I’d really like to turn off these hormones, given that they are driving me insane.  I sat at my desk today, thinking long and hard about whether or not a doctor could find the location of the offending part of my brain and give it the boot.  Then, of course, I had to stop and think about how incredibly terrifying it would be to have someone intending to transform your brain, whether you’ve volunteered or not.  The world tipped a bit.  I got queasy.  I decided it wasn’t a great idea.

If all goes well – and that is a big IF – within a day or so I should begin feeling better because the damn luteal phase will begin to switch over to the beginning of the next cycle.  I’ve been told my best option is medication but the stuff doesn’t help in a truly effective manner and instead I’m left with this one bit of time each month where I feel like I’m losing my brain.  Is menopause going to be hellish too?  Am I left with the dictates of these hormones until it all dies out?

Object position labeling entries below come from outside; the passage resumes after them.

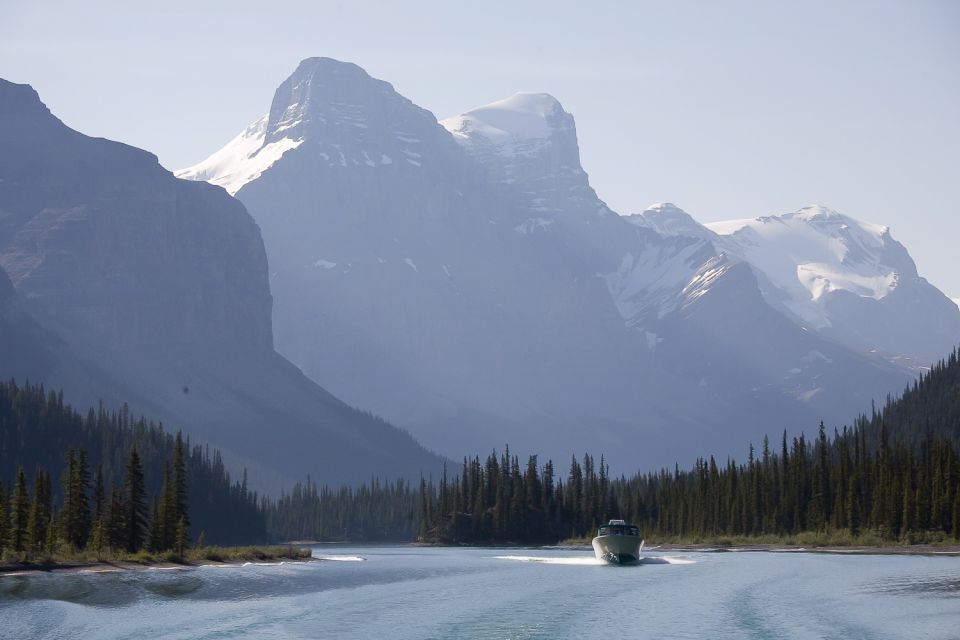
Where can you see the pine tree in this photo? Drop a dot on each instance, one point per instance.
(19, 512)
(180, 481)
(4, 520)
(136, 503)
(182, 538)
(98, 538)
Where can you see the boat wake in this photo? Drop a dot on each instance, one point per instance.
(593, 562)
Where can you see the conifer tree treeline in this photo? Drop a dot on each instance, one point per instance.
(895, 474)
(374, 512)
(42, 435)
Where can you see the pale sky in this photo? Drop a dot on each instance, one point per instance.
(728, 109)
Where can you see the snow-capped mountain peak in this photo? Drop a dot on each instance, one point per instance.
(524, 138)
(509, 123)
(816, 251)
(840, 275)
(668, 219)
(343, 115)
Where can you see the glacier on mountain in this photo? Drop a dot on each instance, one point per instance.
(524, 306)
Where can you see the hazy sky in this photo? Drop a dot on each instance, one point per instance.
(728, 109)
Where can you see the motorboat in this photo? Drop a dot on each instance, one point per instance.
(618, 542)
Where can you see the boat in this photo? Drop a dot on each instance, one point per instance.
(618, 542)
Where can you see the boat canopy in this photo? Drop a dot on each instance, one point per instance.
(618, 528)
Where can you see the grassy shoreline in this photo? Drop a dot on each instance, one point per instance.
(205, 556)
(813, 542)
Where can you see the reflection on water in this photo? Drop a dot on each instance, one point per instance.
(593, 562)
(406, 592)
(944, 584)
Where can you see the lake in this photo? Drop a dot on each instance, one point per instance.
(415, 592)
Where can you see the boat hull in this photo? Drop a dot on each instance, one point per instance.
(617, 549)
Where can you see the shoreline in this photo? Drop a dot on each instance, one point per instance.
(206, 557)
(116, 566)
(875, 550)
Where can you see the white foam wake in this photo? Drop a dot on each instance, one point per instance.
(579, 560)
(342, 558)
(593, 562)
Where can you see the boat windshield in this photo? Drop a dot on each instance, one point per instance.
(618, 530)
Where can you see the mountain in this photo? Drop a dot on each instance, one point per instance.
(129, 285)
(412, 285)
(463, 279)
(848, 280)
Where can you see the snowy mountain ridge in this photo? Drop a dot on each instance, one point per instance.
(850, 280)
(476, 290)
(328, 103)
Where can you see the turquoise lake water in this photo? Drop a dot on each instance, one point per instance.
(412, 592)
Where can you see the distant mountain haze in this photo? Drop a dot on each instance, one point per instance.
(463, 279)
(129, 285)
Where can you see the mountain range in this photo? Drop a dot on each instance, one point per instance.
(122, 284)
(461, 278)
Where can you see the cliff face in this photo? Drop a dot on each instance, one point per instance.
(130, 285)
(104, 244)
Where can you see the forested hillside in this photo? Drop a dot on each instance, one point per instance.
(929, 405)
(38, 432)
(895, 475)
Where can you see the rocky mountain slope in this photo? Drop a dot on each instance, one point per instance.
(464, 279)
(154, 291)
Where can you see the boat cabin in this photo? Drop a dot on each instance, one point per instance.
(618, 528)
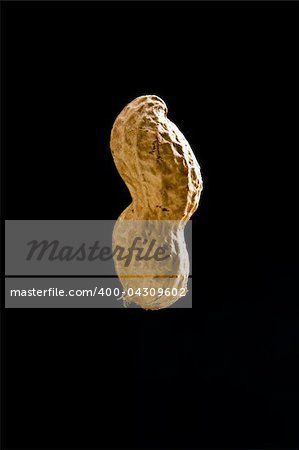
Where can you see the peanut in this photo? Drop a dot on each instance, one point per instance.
(163, 177)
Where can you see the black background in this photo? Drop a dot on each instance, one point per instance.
(223, 374)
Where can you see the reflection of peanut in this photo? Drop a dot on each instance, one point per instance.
(162, 174)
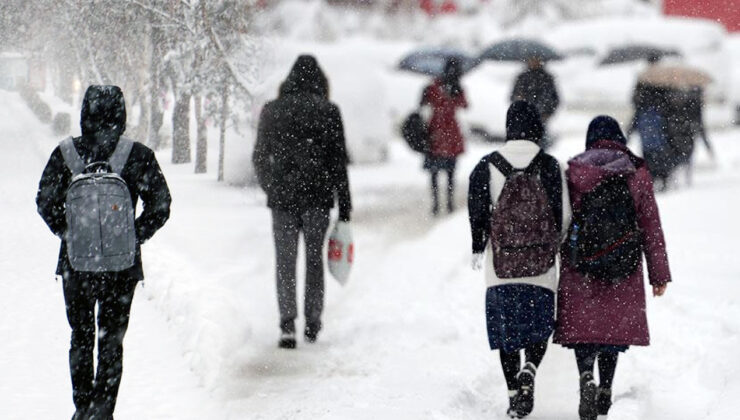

I was not as productive today as I’d hoped and planned. I read a quote somewhere and it still seems appropriate:  “God laughs when you make a plan.”  Who said it?  Did I quote it correctly?  Dunno.  Not going to look it up.  Just going to take the sleeping pill and knock myself out.

And I’m hoping that tomorrow brings some peace from the tension, the anxiety, the urge to cry at everything.  Please.

moonfire dropping off to sleep now…

I will admit it, I’ve been reading sports articles…

When the hell did I turn into a football fan?  Really??

Bren and I were discussing drugs and the stupid things people do because of them tonight.  It’s weird having a child old enough to discuss things like this with, let alone knowing that he’s really getting what I’m talking about.

So we ended up talking a bit about the nature of addiction – what it is and how it impacts our bodies.

I will fully admit it:  I am a Boise State football fan.

How do I begin recovery?  Do I even want to?  What kind of snacks are we going to have for tomorrow night’s game?

Yeah.  You see what I mean, right?  (so many question marks… I think it’s my record)

***

It’s turning into a double-chocolate cookie type addiction.  I can’t stop.  I read the articles.  I pore over the blogs.  I watch…  pre-game shows! Oh hell.  I cannot believe this.  Next thing you know, I’ll be wearing pink and socks with sandals and doing fist bumps (shit, I did that with Brennan tonight, but seriously, it was worth it at the time).

***

Whatever.  I’m enjoying myself.  I love having something to root for.  I’m excited about something other than my own little sphere of influence, limited as it is.  These days fun is in short supply, fading under the pressures of work, school, and family.  Other than the weight I might gain from my honey’s delicious “tail gating” food, it’s free and not so bad for me.  I can laugh about it and how much I’ve gotten into it, especially when I’ve been resisting the temptation for so many years.

*********

In other news, the meeting went well tonight.  We’re going to work on some things.  I’ve given my friend free rein to be creative about ways that my family can survive the miserable financial situation we’re in.  I trust her and I know she’s a conscientious person who will do her best to come up with a plan (or start of a plan) to get us back on track.  I’ve got “homework” and I need to gather the remainder of the information together, no matter how miserable I am about it.  At least it’s a start.

Now I have to get Todd on board with this.

But that’s all I’ve got for now because we’ve got a busy day tomorrow.  Then again, when are things not really busy in this household?